Paradise Returning

Maldives: The Indian Ocean resort islands try to rebuild tourism after the great tsunami

September 04, 2005|By Howard Shapiro | Howard Shapiro,KNIGHT RIDDER / TRIBUNE

Where are all the Europeans? The Japanese? The people who, since the first resort opened in 1972 in the Maldives Republic, have been making the tiny nation of 1,200 islands one of the world's great tourist pamperers?

The travelers are not coming, at least not in force, not since the tsunami in December. Tourism, the Maldives' No. 1 moneymaker, usually accounts for more than a fifth of the national income, and it's down by 49 percent so far this year. The government had expected tourism tax revenues to come to $43 million by December's end; new projections put the figure at $31 million.

In the Maldive Islands -- sunny, serene, with high-end accommodations, some of the world's best diving and snorkeling, and the general ambience of paradise -- some who depended on vacationing visitors for livelihoods now depend on government aid or help from private foundations and, in the small, close-knit communities that make up most of the 200 inhabited islands, the generosity of family members and friends.

Even so, of its 87 resorts -- one to an island -- 67 are fully up and running. The coral reefs and bright blue lagoons that surround the islands are awash in many colors of sea life. The ocean water is a steady 84 degrees. Beachfront villas and in-room whirlpools are polished, king beds are made, diving equipment is double-checked and chefs stand by imposing beachside charcoal grills, filets of tuna and mignon piled at the side.

The Maldives are in the Indian Ocean, to the west and south of Sri Lanka. They are far from North America -- about 8,000 miles and 10 time zones from the Eastern Seaboard, which is one reason Americans have been few among the tourists. Last year, about 6,000 vacationers came from the United States and 2,000 from Canada, a small part of the record-breaking 600,000 vacationing visitors.

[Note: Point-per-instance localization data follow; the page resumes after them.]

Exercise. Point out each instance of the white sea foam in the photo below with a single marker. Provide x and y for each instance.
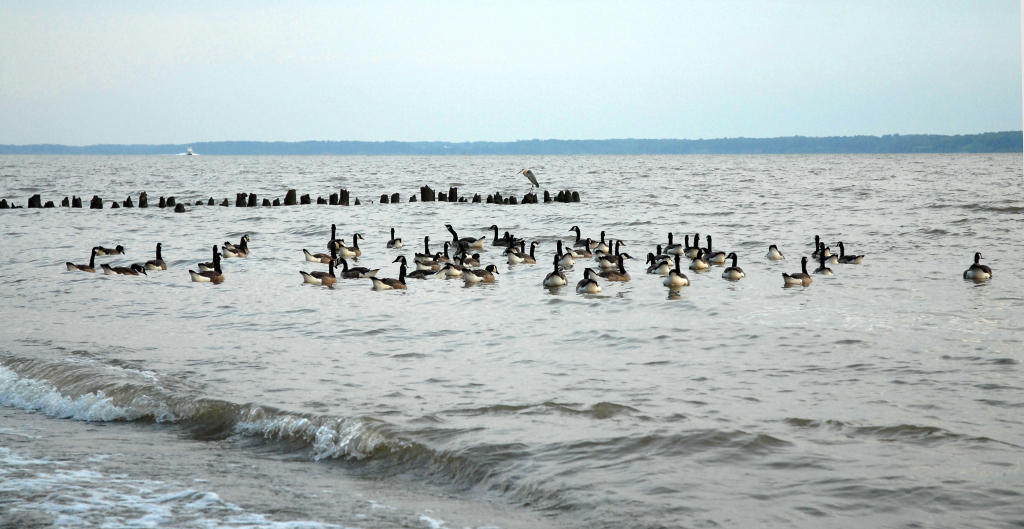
(86, 498)
(34, 395)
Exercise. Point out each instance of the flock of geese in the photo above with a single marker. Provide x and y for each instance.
(460, 258)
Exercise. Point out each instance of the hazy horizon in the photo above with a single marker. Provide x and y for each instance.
(128, 74)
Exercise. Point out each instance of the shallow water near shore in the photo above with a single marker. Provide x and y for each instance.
(888, 395)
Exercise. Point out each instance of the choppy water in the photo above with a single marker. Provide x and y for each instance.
(887, 396)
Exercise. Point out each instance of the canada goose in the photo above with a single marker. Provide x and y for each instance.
(699, 262)
(977, 271)
(527, 258)
(91, 267)
(355, 272)
(503, 240)
(465, 241)
(564, 260)
(456, 269)
(215, 275)
(588, 284)
(394, 241)
(426, 256)
(658, 266)
(158, 263)
(800, 277)
(715, 257)
(616, 275)
(676, 277)
(733, 273)
(555, 277)
(515, 256)
(602, 247)
(822, 269)
(352, 251)
(416, 274)
(318, 277)
(320, 257)
(390, 283)
(823, 251)
(612, 250)
(691, 252)
(124, 270)
(580, 241)
(673, 248)
(119, 250)
(480, 275)
(845, 259)
(243, 240)
(241, 250)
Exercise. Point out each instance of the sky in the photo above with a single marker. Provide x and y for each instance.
(87, 73)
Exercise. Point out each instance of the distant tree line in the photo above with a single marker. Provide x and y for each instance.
(987, 142)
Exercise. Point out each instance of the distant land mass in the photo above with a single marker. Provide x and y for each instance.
(1010, 141)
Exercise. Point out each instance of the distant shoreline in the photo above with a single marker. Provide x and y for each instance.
(1010, 141)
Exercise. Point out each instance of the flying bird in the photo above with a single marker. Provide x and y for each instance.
(529, 176)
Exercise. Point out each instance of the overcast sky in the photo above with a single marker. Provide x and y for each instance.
(83, 73)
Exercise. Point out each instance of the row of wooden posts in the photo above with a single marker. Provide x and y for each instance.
(341, 197)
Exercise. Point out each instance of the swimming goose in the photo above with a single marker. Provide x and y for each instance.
(390, 283)
(465, 241)
(355, 272)
(426, 256)
(124, 270)
(480, 275)
(733, 273)
(658, 266)
(588, 284)
(515, 256)
(602, 247)
(800, 277)
(715, 257)
(419, 273)
(347, 252)
(619, 274)
(215, 275)
(394, 241)
(241, 250)
(978, 271)
(243, 240)
(580, 243)
(691, 252)
(527, 258)
(673, 248)
(555, 277)
(84, 268)
(825, 252)
(822, 269)
(320, 257)
(699, 262)
(158, 263)
(676, 277)
(564, 260)
(100, 251)
(503, 240)
(320, 277)
(845, 259)
(456, 269)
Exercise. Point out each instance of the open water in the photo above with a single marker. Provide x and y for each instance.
(889, 395)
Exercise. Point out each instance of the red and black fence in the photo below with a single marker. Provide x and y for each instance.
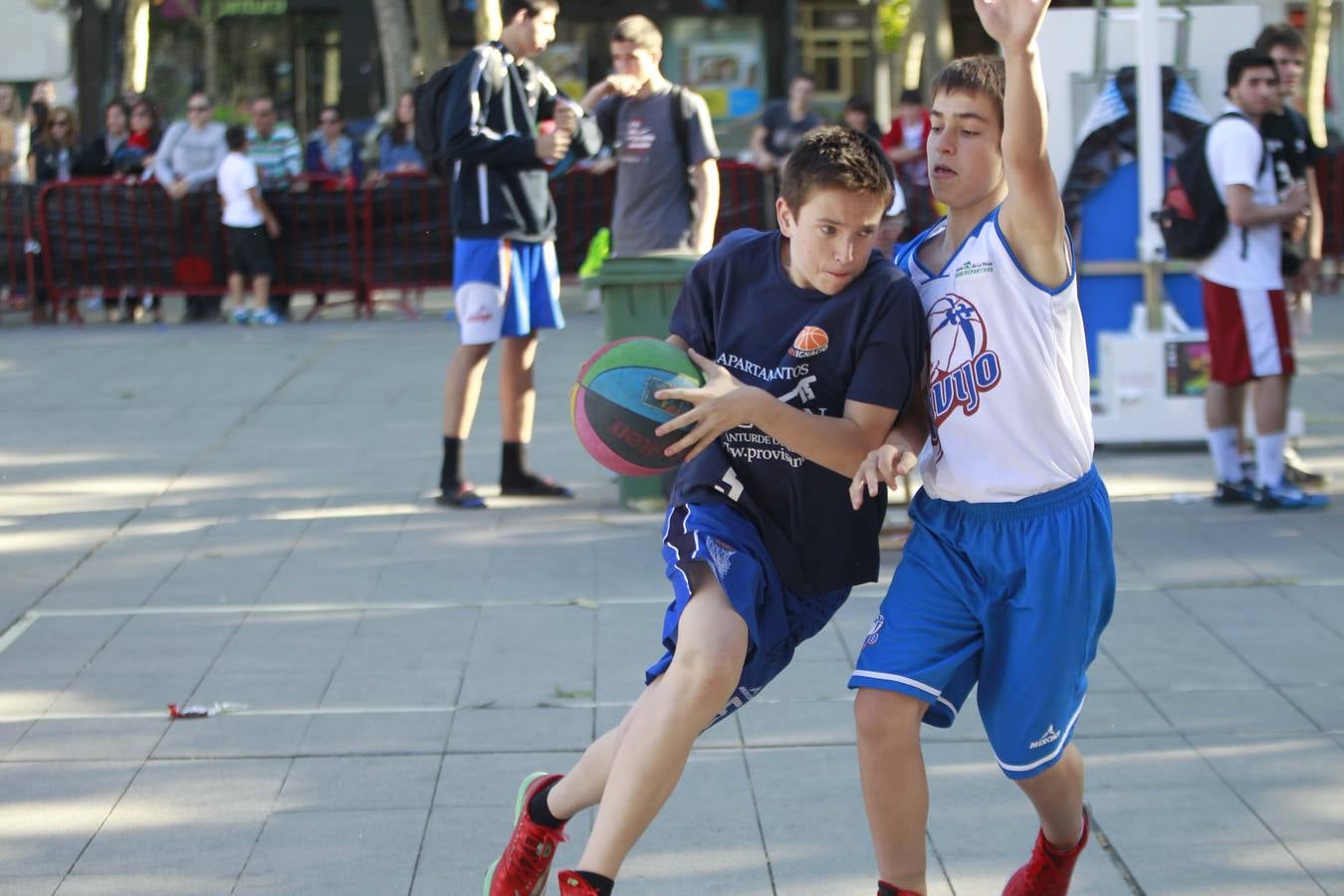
(111, 237)
(107, 235)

But since the Dec. 26 tsunami -- in which as many as 179,000 people died, mostly in Indonesia, and another 50,000 are still missing -- the Maldives have been off the radar of many tourists, particularly from Asia and Europe, who might otherwise have come.

The Maldives (usually pronounced MALL-deevz, but also with the last syllable rhyming with "hives") were not hit by mountainous waves. But most of the nation's 1,200 islands are no more than four or five feet above sea level, so the three waves that crashed onto beaches moved through the islands to inundate communities, whose streets are made of sand almost everywhere but on the island of the nation's capital, Male (MAH-lay). One of the densest capitals in the world, with 80,000 people on an island of less than 1.3 square miles, the city's sea wall failed to protect it.

There are, of course, ironies. On another island, Rasdhoo, with about 850 residents, a builder of dhonies, the stately boats that are the basic transportation of the Maldives, got a gift from the tsunami. He was able to use wood from full trees that came to rest on Rasdhoo's beach, roots and all, probably from Indonesia.

All resident Maldivians, the people without foreigners' working papers, are Sunni Muslims, and the Islamic nation has friendly relations with the United States, which has no embassy staff living in the country.

Most young Maldivians speak both their national language, Dhivehi, and English, and although the nation has its own currency, cash registers are full of U.S. ones, five, tens and twenties, a virtual shadow currency. The average salary is about $2,200 a year, according to United Nations figures.

Women play major roles in society and some cover their heads by choice. Men may have up to four wives, but Maldivians say the practice is rare, because no one can afford it.

If you were able to push all 1,200 islands together, you'd get 115 square miles, which is 21 less than the city of Philadelphia. Many of the islands look like those in cartoonists' survival gags and take about five minutes to walk around, provided you dawdle.

Traditionally, Maldivians can claim coconuts that fall to the street by circling the sand around them, then come back and pick them up later -- and then go home to watch Maldivian and American channels on their satellite TVs. Most get around on bicycle or foot. The fact that secondary public education is not available on each island does not stop people from learning crafts or professions; the nation's literacy rate is 98 percent.

One result of the tsunami has been a liberalization of politics. The government of Maumoon Abdul Gayoom, president for almost 27 years, has allowed opposition parties for about two months, after pressure from other governments, and many Maldivians see the country as an emerging democracy. Some also see the government as slow to filter relief funding.

"The effects of the tsunami galvanized more people to understand that rebuilding cannot happen with a single party apparatus," says Mohamed Nasheed, chairperson of the largest opposition party.